Я в детстве часто говорила «нет».
В том радости для близких было мало.
Я и сама бы, право, не желала
такую дочь произвести на свет.
В одну из многих войн училась в школе.
Я рассуждала так в двенадцать лет:
«Не будет войн, наступит мир без бед», —
о совершенном думая глаголе.
Учителя признали мой талант,
засим образование мне дали.
Мы слова «сокращение» не знали,
когда нам выдавали аттестат.
Учителя нам ставили отметки,
заботились об уровне юнцов,
стараясь в жизнь нас выпустить из клетки…
опала я в бюро, в конце концов.
Я день-деньской на службе пропадала,
работала почти что задарма.
А вечерами что-то сочиняла
(отец решил, что я сошла с ума).
Карандашом по карте я вела
свои маршруты мнимых путешествий.
А в тихий день без всяких происшествий
большого счастья, так сказать, ждала…
У мелких городов одно лицо.
Все мазаны они единым мирром.
Окно. Мужчина. Завтрак: хлеб, яйцо.
И мухи, что кокетничают с сыром.
Подмигивает сахар и корица.
Соленья возбуждают аппетит.
И «Монпасье» на солнышке лоснится
и с детской ненасытностью роднит.
А за прилавком сдобная матрона —
с пакетиками в ручках — тут как тут
и между тем вещает скорбным тоном:
«А цены на муку опять растут…»
Поскольку грусть в глазах твоих жива
и лоб высокий думы омрачают,
позволь тебя утешить, — так слова
находит тот, кто колыбель качает.
Я призову и Солнце, и Ветра
дарить тебе хорошую погоду;
прекрасных снов да снизойдет пора
взамен тенет ночного небосвода.
А если ты споешь мне новый стих,
я всем стихиям благодарна буду
за то, что грусть жива в глазах твоих
и лоб тяжел от мыслей, равных чуду.
Сегодня видела я поезд уходящий.
Он шел как раз в Швейцарию.
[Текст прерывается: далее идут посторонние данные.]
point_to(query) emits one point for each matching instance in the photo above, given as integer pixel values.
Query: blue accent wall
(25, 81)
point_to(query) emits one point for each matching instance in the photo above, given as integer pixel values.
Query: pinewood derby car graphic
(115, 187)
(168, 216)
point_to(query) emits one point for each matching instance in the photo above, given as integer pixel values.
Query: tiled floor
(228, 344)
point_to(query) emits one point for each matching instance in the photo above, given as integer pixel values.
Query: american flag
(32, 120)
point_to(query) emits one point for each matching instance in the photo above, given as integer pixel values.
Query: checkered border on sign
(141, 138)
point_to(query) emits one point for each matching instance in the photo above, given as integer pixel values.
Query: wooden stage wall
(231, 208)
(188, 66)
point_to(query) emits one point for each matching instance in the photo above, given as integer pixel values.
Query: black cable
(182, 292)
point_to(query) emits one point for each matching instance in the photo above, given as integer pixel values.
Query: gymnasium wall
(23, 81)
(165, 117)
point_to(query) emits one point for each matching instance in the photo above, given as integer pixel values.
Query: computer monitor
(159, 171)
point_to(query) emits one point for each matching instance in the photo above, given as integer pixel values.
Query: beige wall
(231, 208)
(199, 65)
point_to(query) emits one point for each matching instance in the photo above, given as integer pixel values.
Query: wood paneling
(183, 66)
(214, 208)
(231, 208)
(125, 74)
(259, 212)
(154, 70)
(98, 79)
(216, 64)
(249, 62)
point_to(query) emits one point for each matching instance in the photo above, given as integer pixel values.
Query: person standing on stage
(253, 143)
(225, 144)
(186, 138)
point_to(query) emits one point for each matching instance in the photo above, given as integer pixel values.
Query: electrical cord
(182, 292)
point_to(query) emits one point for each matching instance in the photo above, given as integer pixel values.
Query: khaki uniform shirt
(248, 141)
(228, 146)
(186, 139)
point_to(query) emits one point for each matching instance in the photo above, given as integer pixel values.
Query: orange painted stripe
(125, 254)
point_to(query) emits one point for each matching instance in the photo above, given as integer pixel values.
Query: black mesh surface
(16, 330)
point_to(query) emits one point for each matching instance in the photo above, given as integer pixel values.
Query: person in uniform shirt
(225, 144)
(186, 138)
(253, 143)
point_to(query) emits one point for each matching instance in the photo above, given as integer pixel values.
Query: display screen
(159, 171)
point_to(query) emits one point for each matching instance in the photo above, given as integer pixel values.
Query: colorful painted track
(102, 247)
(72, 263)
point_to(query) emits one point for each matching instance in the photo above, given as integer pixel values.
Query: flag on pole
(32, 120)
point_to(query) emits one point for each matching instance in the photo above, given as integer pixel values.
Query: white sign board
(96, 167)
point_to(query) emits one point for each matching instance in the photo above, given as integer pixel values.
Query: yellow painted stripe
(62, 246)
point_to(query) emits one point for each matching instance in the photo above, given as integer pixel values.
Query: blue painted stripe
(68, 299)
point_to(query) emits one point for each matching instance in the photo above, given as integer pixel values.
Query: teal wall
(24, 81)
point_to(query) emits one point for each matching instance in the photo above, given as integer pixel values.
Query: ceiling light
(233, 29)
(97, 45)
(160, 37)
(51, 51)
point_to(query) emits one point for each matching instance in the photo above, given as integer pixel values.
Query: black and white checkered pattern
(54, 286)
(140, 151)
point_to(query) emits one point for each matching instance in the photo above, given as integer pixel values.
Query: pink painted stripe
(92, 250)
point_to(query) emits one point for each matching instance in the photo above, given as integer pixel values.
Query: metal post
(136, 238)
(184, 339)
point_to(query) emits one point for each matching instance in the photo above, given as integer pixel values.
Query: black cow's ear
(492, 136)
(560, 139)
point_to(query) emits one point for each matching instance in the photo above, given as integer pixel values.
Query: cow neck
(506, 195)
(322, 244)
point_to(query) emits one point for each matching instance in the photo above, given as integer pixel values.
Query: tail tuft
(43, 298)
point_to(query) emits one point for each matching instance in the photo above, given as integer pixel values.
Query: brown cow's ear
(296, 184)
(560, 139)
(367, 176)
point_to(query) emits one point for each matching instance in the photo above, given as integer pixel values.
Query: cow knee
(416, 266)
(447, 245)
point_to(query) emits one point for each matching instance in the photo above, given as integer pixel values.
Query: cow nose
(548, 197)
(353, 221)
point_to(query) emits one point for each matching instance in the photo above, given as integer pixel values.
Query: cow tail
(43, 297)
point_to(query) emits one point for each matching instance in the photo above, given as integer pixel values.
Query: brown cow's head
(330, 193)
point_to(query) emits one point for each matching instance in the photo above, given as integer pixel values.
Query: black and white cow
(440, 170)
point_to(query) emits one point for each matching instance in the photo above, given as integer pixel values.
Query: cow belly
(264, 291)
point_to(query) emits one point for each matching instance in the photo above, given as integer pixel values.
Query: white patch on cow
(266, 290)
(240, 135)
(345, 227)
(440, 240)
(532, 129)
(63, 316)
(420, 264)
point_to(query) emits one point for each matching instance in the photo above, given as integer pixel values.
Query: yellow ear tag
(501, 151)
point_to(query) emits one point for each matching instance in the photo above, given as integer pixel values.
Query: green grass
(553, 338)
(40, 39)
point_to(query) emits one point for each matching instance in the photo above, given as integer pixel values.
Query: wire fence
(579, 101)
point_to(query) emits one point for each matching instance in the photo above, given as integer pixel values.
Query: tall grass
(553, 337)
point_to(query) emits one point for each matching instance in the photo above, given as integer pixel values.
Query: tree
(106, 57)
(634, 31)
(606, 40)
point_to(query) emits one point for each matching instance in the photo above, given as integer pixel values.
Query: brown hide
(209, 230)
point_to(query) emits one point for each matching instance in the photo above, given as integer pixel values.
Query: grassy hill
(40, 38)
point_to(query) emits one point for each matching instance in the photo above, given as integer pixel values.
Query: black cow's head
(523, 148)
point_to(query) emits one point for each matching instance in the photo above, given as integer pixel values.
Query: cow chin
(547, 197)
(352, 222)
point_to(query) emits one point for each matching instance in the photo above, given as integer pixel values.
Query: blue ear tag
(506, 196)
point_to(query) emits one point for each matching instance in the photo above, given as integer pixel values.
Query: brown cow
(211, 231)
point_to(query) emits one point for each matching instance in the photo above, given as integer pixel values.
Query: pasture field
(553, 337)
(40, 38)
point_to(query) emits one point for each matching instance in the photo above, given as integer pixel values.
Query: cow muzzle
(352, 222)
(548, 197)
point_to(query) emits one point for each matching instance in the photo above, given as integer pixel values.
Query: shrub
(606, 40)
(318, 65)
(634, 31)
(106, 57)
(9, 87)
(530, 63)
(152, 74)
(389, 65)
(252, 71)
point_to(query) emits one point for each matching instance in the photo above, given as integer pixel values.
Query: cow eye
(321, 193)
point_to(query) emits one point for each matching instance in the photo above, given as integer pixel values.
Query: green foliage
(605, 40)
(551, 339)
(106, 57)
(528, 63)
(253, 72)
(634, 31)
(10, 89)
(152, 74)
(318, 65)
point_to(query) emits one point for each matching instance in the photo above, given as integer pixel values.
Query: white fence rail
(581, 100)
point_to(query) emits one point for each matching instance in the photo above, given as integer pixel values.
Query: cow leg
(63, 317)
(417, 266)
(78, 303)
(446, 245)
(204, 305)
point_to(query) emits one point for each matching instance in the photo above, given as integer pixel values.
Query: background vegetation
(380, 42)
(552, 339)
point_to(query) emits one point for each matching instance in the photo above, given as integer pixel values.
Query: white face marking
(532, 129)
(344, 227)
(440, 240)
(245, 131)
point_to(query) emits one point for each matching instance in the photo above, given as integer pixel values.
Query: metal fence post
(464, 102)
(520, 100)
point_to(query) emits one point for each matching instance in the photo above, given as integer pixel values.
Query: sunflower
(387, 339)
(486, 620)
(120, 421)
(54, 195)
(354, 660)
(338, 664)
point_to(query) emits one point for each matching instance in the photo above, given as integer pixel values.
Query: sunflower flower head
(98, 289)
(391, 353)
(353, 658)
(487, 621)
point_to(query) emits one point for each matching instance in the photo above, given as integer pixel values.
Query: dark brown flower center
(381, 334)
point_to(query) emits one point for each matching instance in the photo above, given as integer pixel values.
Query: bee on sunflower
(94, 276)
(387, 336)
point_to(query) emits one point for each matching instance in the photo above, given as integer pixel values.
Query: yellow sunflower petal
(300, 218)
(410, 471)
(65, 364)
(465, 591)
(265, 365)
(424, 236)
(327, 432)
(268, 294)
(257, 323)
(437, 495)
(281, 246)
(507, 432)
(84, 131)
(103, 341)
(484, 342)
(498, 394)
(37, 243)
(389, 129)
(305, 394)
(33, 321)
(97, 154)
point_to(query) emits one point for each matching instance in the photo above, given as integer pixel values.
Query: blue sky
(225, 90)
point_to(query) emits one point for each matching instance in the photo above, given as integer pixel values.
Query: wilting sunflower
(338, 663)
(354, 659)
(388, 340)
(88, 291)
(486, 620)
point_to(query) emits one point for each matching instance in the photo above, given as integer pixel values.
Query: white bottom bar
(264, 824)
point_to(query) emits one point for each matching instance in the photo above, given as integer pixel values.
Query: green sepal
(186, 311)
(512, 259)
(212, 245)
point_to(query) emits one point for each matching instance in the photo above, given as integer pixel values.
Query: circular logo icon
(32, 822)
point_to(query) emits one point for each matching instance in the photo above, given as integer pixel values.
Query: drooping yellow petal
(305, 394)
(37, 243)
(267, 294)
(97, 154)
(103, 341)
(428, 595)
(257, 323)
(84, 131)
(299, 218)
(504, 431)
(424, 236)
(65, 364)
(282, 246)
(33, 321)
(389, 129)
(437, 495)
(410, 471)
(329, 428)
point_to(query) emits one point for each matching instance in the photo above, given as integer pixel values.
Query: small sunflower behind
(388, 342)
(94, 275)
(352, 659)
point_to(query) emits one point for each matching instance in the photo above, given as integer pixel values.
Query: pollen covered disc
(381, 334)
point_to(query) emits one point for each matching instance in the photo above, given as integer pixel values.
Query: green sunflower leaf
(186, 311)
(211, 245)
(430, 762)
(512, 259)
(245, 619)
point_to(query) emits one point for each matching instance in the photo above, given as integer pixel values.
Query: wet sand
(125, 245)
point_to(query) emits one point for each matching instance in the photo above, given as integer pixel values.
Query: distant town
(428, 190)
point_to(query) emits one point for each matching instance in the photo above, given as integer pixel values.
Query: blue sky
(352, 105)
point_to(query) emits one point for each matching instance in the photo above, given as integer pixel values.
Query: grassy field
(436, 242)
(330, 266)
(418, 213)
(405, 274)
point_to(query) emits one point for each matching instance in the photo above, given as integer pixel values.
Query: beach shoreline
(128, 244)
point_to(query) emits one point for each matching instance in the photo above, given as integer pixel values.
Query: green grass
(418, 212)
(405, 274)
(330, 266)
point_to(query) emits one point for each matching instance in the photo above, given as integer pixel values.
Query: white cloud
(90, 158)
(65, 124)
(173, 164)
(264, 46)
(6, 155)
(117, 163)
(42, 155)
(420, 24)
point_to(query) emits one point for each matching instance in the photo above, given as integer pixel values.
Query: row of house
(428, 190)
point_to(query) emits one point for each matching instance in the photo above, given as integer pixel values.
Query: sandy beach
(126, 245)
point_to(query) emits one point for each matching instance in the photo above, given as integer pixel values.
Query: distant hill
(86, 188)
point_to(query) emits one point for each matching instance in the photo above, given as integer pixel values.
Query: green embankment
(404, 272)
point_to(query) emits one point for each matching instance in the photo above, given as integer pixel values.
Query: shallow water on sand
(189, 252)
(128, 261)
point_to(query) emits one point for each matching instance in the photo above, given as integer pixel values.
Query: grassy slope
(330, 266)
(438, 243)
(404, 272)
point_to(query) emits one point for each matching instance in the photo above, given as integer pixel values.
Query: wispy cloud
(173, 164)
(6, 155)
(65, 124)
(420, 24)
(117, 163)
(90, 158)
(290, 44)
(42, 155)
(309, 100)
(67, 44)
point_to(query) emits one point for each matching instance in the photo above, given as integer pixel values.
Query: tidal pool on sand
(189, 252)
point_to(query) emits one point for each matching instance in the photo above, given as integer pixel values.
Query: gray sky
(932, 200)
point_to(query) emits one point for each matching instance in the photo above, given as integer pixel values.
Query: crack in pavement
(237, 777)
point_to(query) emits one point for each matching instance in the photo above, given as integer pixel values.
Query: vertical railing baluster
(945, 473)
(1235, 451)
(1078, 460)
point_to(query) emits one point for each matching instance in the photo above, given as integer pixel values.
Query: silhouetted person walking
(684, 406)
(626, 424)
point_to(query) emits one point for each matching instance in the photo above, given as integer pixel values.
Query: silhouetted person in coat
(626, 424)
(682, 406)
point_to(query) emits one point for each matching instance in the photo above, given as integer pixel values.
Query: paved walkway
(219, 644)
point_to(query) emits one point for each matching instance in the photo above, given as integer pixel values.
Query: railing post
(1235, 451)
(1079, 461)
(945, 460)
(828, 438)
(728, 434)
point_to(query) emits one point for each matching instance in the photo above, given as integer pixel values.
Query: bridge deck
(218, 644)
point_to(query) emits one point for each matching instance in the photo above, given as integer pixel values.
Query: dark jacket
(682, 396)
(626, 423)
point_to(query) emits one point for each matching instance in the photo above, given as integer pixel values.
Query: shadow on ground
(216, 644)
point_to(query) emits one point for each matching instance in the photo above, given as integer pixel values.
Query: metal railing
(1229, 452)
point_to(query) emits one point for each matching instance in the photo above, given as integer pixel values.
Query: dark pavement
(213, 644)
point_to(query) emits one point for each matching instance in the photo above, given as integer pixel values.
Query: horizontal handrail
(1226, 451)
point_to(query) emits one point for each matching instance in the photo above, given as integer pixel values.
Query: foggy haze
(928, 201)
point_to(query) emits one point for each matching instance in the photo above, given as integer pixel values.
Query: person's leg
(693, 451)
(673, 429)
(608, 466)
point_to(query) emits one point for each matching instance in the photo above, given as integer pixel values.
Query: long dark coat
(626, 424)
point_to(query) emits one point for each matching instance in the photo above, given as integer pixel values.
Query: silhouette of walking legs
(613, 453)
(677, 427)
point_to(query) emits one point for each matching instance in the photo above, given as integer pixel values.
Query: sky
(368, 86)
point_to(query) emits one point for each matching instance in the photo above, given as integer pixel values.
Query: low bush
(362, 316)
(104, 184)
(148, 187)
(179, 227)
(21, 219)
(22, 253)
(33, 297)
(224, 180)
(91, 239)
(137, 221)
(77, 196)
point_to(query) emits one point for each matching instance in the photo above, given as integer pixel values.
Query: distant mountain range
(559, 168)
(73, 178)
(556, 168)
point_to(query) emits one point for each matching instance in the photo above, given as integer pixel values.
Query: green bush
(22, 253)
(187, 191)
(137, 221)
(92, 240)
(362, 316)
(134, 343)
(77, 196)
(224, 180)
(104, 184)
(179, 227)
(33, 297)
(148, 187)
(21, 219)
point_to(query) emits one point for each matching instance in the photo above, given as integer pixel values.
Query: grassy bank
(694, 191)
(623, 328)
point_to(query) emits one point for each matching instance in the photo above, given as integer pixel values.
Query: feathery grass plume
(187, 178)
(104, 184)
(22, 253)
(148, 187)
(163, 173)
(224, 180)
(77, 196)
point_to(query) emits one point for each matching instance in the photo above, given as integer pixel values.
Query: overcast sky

Иной
считает, «Студебеккер» лучше…
Но мне милее с давних пор могучий
дымящийся состав — кумир экрана;
когда-нибудь приедет он за мной
и увезет в неведомые страны.
Я не могу ни на одном перроне
спокойно возле поезда бродить
и, словно деловитый посторонний,
вокзалы стороною обходить.
Как это нелегко (поймут не сразу) —
в такие дни в автобусе, в час пик,
спокойным тоном выговорить фразу:
«Один билет до Штеглица…» Тупик.
Я видела сегодня: поезд скорый
ушел в Париж. Я остаюсь опять
на должном расстоянии стоять,
что мне без слов понятно в эту пору.
Никто не будет ждать в той стороне.
На привокзальной площади нет эха.
И места, где тоскуют обо мне,
нет в планах поездов и списках Рейха.
Они бросали в него каменья.
Улыбка с лица не сошла, —
он хотел собой оставаться,
не собственной тенью.
Никто его душу не разглядел.
И не было слышно ни жалоб, ни пенья,
когда в пустыню ушел Еремей.
Они бросали в него каменья.
Он дом построил из тех камней.
Сказав «Тоска по Родине», я мыслю
иллюзией: нет Родины в том смысле,
в каком ее я знаю, — в этом знанье
всё то, что подавляет нас в изгнанье.
Чужие мы в родных местах тех лет.
«Тоска» осталась. «Родины» лишь нет.
Я не ревнива по своей природе.
И в мыслях нет чего-то в этом роде.
Ах, в прошлый раз…
В тот раз, конечно… Впредь
благоразумной стану,
поглядеть
тебе на это будет интересно.
Допустим, что тебе со мною тесно.
Гуляй себе, я слова не скажу.
(Но: встретишься с Мими или Жужу,
за столиком в кафе с ней сядешь рядом…
И если я ее отмечу взглядом,
за светской болтовней и новостями
той даме — лаком крытыми когтями —
сама вцеплюсь в бесстыжие глаза!)
Моль вещи жрет в один присест,
а клоп берет натурой,
и каждый червь жив тем, что ест.
Я — сыт литературой.
Будь проза это или стих,
сюжет любой смакую,
хоть детектив, хоть миф:
от них я, как гурман, ликую.
Я так начитан, как никто,
я не дурак, признаюсь.
Что книга значит — знаем то!
Я книгами питаюсь.
Сил и смекалки даст сполна
та пища господину.
Что прочий тянет из зерна,
то я из Гёте выну.
Литературой я прожжен,
библиотекой вскормлен.
Но вкуса ворох книг лишен
и плохо приготовлен.
От чтенья есть и толк и прок,
хитрец нас убеждает.
Но есть в обжорстве свой порок:
он время убивает.
Не потерять бы головы,
над книгами коснея…
Ведь поглощенье книг, увы,
не делает умнее.
«В порту «Джульетта» нам ли горевать!
На катере выходим завтра в море,
Айме, моя последняя невеста, —
когда-то так же звали мою мать;
и Марио, наш сын. Была сиеста…»
Тот голос, скрипучий, как обод стальной,
других берегов достигал.
В Марселе, в типичной портовой пивной
гитара бренчала, певица кричала,
и слух наш изрядно страдал.
Девица прошла через зал,
молодая и незанятая,
запретные карты купила (чтоб после их перепродать).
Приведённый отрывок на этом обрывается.